Forms are particularly important for accessibility. Poorly labelled forms are a common barrier.

Label Every Input

// SwiftUI
TextField("Email address", text: $email)
    .textContentType(.emailAddress)
    .keyboardType(.emailAddress)
    .accessibilityLabel("Email address")

Announce Errors Clearly

When form validation fails, announce the error to screen readers:

// iOS: Post accessibility notification
UIAccessibility.post(
    notification: .announcement,
    argument: "Error: Email address is invalid"
)
// React Native: Announce error
import { AccessibilityInfo } from 'react-native';

AccessibilityInfo.announceForAccessibility('Error: Email address is invalid');

Input Types

Set the correct keyboard type and content type for each field:

TextField("Phone number", text: $phone)
    .keyboardType(.phonePad)
    .textContentType(.telephoneNumber)

This helps all users, not just those using assistive technologies.

Testing Accessibility

Manual Testing

Test your app with each platform’s screen reader:

iOS VoiceOver:

  1. Enable in Settings, then Accessibility, then VoiceOver
  2. Navigate your entire app using swipe gestures
  3. Verify every element is announced meaningfully
  4. Complete all primary user tasks without looking at the screen

Android TalkBack:

  1. Enable in Settings, then Accessibility, then TalkBack
  2. Navigate using swipe and explore-by-touch
  3. Verify all elements are announced correctly
  4. Complete primary tasks using only TalkBack

Automated Testing

Use accessibility audit tools:

iOS: Xcode’s Accessibility Inspector scans for missing labels, insufficient contrast, and small touch targets.

Android: Android Studio’s Layout Inspector flags accessibility issues.

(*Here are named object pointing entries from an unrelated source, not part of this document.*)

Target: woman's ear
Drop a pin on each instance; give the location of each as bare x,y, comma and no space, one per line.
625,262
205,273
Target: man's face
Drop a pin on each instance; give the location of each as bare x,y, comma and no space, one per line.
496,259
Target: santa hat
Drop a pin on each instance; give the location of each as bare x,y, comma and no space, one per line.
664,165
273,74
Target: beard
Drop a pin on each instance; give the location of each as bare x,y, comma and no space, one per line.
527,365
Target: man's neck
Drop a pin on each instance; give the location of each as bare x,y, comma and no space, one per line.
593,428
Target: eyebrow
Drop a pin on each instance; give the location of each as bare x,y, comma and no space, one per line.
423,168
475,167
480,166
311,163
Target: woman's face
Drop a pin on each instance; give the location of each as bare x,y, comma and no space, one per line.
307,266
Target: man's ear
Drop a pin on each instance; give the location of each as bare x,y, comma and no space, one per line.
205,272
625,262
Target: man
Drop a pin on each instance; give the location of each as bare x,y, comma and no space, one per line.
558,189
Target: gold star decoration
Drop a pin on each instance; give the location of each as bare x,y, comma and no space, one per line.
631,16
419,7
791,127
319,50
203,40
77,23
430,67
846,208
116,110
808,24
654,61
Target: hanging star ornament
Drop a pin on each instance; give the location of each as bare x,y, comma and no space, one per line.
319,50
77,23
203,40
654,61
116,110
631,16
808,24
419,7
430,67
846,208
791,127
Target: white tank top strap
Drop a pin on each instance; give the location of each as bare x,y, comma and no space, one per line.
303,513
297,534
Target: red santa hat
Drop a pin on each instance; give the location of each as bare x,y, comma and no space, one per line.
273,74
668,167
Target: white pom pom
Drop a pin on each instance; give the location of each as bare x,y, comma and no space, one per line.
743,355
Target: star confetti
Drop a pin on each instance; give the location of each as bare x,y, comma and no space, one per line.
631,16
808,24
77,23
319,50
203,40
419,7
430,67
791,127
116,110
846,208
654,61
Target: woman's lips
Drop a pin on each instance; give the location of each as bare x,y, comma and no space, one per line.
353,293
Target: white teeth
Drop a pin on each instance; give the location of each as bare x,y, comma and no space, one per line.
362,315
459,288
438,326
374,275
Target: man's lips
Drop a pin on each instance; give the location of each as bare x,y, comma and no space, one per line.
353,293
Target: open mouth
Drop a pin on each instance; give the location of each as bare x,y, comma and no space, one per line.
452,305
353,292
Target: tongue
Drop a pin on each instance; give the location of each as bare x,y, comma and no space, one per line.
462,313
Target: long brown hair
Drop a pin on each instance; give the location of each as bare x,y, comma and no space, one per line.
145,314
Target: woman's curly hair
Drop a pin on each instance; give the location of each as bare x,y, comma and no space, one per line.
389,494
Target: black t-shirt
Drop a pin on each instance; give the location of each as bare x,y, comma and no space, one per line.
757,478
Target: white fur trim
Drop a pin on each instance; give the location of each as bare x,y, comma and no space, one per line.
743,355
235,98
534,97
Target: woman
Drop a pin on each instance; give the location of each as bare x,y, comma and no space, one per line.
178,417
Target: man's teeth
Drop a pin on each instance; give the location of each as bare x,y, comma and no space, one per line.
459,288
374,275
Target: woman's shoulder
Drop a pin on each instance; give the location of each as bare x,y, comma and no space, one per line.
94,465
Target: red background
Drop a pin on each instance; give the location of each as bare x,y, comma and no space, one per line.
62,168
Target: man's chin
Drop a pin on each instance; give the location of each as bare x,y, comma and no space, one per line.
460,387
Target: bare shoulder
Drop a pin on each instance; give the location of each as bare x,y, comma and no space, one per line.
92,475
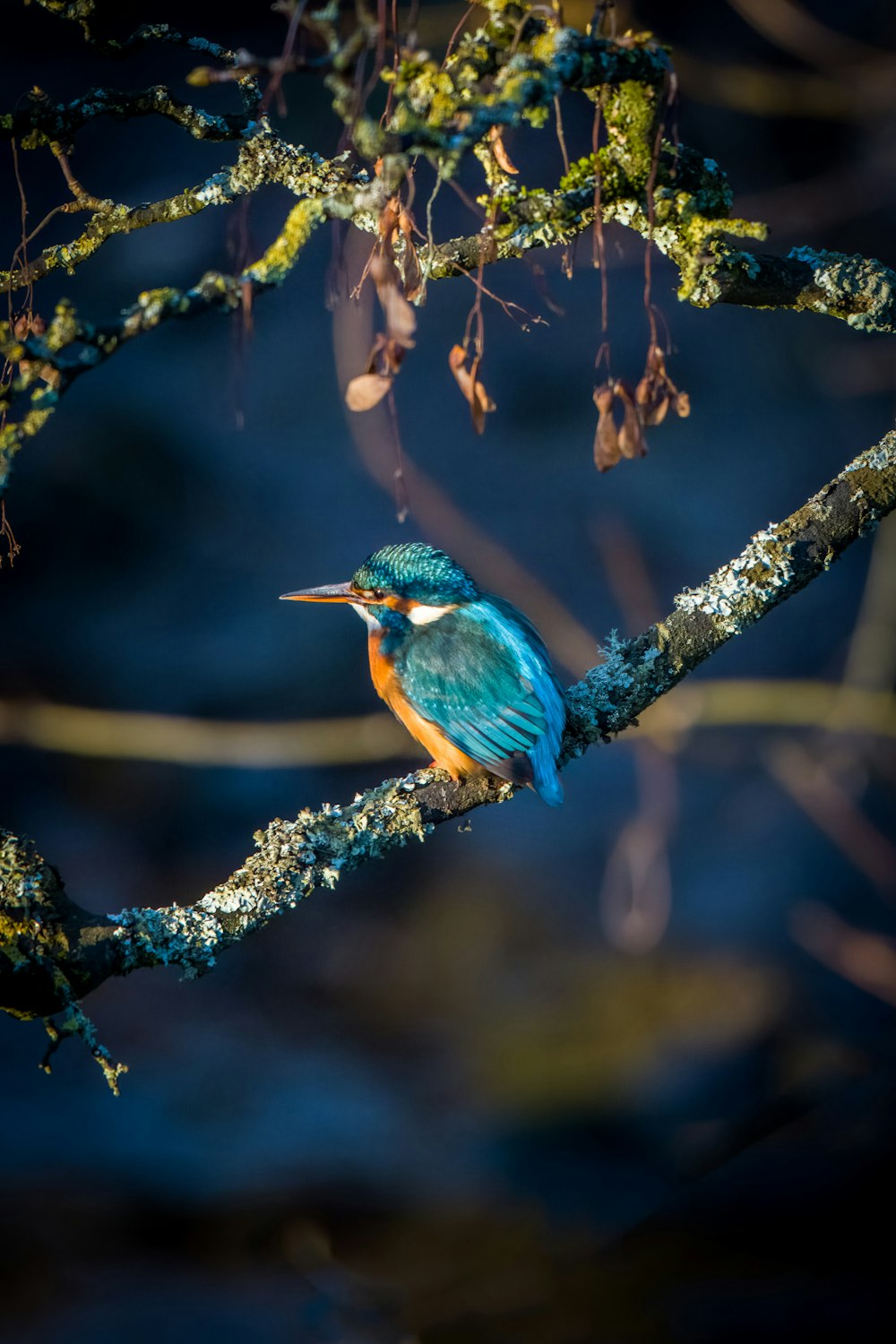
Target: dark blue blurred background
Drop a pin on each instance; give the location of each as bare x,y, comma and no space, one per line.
613,1073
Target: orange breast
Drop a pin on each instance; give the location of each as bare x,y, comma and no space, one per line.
444,753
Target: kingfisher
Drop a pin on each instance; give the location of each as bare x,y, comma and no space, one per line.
463,671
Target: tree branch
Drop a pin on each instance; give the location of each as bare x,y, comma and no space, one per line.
53,953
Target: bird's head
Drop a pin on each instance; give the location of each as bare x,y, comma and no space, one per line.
411,578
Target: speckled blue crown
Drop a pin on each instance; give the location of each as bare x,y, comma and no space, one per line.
417,572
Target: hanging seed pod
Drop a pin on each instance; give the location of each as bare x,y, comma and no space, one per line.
606,440
630,435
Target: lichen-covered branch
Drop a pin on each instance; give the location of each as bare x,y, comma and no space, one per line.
51,952
53,360
506,73
38,121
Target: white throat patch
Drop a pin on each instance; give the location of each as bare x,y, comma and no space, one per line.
367,617
425,615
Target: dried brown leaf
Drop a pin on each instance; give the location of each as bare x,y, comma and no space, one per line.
366,392
498,150
473,390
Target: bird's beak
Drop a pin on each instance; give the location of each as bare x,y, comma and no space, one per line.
328,593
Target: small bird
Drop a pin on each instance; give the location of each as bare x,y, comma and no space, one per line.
463,671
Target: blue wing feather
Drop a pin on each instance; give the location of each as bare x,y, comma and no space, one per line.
484,676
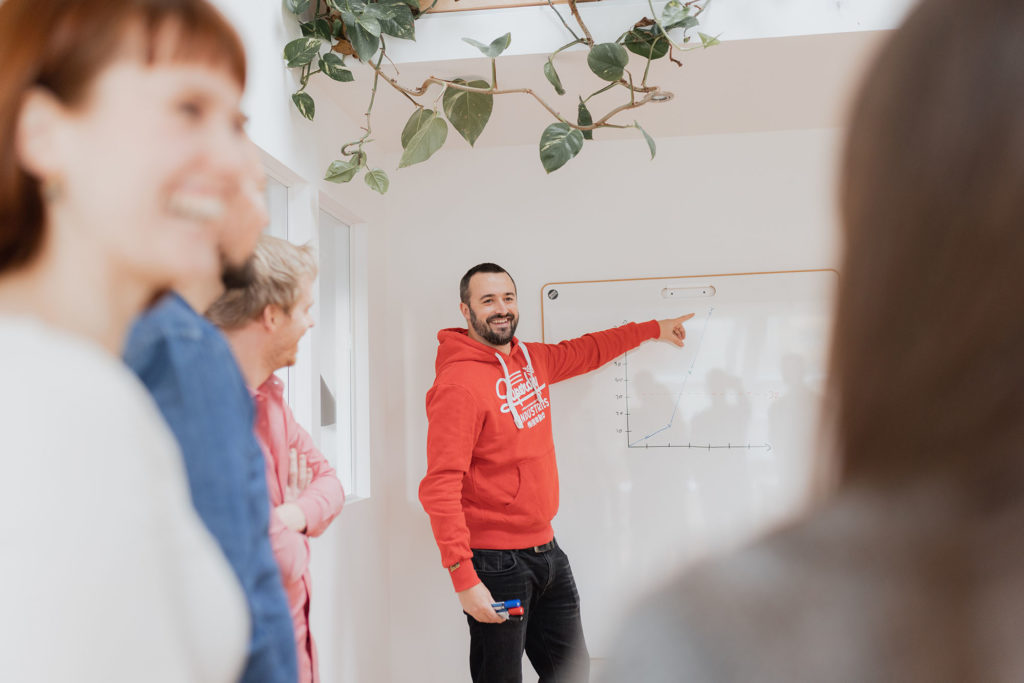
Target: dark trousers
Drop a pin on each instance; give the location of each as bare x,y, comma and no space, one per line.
551,631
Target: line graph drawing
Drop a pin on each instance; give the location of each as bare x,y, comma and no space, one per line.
645,440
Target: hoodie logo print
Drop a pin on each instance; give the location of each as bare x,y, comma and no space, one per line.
519,392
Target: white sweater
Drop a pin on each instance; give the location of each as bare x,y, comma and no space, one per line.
107,573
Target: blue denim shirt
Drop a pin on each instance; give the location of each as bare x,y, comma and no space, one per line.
186,365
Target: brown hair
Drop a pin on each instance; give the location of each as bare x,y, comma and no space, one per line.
279,269
927,372
62,46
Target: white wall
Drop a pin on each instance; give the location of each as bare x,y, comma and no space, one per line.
383,608
706,205
349,612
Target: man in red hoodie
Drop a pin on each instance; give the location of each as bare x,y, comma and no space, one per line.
492,482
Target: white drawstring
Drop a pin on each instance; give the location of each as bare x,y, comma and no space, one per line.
508,392
530,377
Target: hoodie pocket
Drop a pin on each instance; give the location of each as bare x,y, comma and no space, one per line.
537,494
496,485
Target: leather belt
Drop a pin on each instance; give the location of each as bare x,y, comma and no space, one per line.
550,545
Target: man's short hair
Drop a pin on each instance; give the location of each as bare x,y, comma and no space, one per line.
479,267
279,271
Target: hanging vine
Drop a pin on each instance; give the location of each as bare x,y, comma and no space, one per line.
336,30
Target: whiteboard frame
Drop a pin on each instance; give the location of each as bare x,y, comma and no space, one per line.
544,337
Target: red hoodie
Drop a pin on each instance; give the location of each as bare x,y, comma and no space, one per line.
492,479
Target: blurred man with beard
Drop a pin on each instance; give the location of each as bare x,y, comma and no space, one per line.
186,365
263,323
492,482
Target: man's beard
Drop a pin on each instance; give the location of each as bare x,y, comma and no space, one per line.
482,329
237,276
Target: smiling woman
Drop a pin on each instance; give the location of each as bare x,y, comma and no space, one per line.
121,144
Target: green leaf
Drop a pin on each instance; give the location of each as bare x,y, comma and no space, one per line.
343,171
607,60
427,137
419,118
552,76
366,42
468,112
301,51
708,41
367,19
650,140
497,46
647,43
677,15
322,29
559,142
305,104
585,119
334,67
378,180
395,19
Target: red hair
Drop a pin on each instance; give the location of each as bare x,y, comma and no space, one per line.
62,46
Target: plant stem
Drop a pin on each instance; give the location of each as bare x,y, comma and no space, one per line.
649,93
604,89
586,31
562,19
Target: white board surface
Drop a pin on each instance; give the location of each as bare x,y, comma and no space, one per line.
669,455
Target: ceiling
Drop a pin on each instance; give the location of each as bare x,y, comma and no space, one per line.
766,84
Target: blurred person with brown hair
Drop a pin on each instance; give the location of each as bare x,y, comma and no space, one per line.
913,570
264,322
187,367
121,147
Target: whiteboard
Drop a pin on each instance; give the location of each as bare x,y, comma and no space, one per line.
668,455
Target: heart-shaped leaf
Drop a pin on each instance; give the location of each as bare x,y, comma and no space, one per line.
420,118
559,142
677,15
497,46
395,19
648,43
301,51
650,140
334,67
468,112
585,119
343,171
707,40
305,104
552,76
427,136
377,180
607,60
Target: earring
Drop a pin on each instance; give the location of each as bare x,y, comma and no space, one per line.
52,190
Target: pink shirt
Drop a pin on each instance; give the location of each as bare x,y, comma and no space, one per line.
321,502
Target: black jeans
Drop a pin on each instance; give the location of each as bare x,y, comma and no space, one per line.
551,631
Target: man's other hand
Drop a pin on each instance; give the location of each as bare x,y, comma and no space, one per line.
673,330
476,602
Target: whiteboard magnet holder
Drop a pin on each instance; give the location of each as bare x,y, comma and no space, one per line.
687,292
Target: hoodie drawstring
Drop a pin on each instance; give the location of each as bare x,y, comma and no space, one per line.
508,393
530,376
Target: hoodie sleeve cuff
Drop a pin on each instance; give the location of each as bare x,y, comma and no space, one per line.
464,575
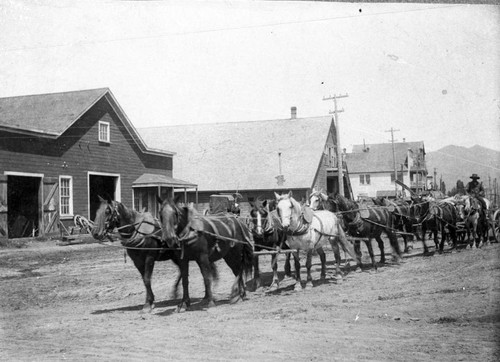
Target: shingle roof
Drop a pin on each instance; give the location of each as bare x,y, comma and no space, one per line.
244,155
378,157
50,115
149,179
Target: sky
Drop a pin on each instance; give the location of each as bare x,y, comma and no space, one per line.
429,71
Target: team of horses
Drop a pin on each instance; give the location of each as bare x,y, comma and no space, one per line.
182,235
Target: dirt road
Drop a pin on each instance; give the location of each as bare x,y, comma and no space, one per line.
82,302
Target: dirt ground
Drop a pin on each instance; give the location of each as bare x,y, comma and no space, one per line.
83,302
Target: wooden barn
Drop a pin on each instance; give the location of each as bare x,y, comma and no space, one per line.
60,151
254,158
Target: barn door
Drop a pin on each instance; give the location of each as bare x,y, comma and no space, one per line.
3,207
50,205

The Accessibility Scanner app provides on-device audits.

Accessibility Audit Checklist

  • Every interactive element has a meaningful accessibility label
  • Headings are marked with the heading trait/role
  • Related elements are grouped appropriately
  • Dynamic Type is supported (text scales with system settings)
  • Colour contrast meets WCAG 2.1 AA requirements
  • Information is not conveyed by colour alone
  • Touch targets meet platform minimums (44pt iOS, 48dp Android)
  • Reduce Motion preference is respected
  • Form inputs are labelled and errors are announced
  • The app is fully navigable with a screen reader
  • Dark mode maintains adequate contrast

Making the Case for Accessibility

If you need to convince stakeholders that accessibility is worth the investment:

  1. Market size: 4.4 million Australians with disabilities represent a substantial addressable market
  2. Legal risk: The Disability Discrimination Act applies to digital products
  3. Broader benefits: Accessibility improvements (clear labels, good contrast, large touch targets) benefit all users
  4. App Store advantage: Apple highlights accessible apps, and users mention accessibility in positive reviews
  5. Retention: Users who rely on accessibility features are often highly loyal to apps that support them well

Accessibility is not a bolt-on feature. It is a quality of well-built software. At eawesome, we build accessibility into every mobile project from the start, because including all users is not a feature; it is a responsibility.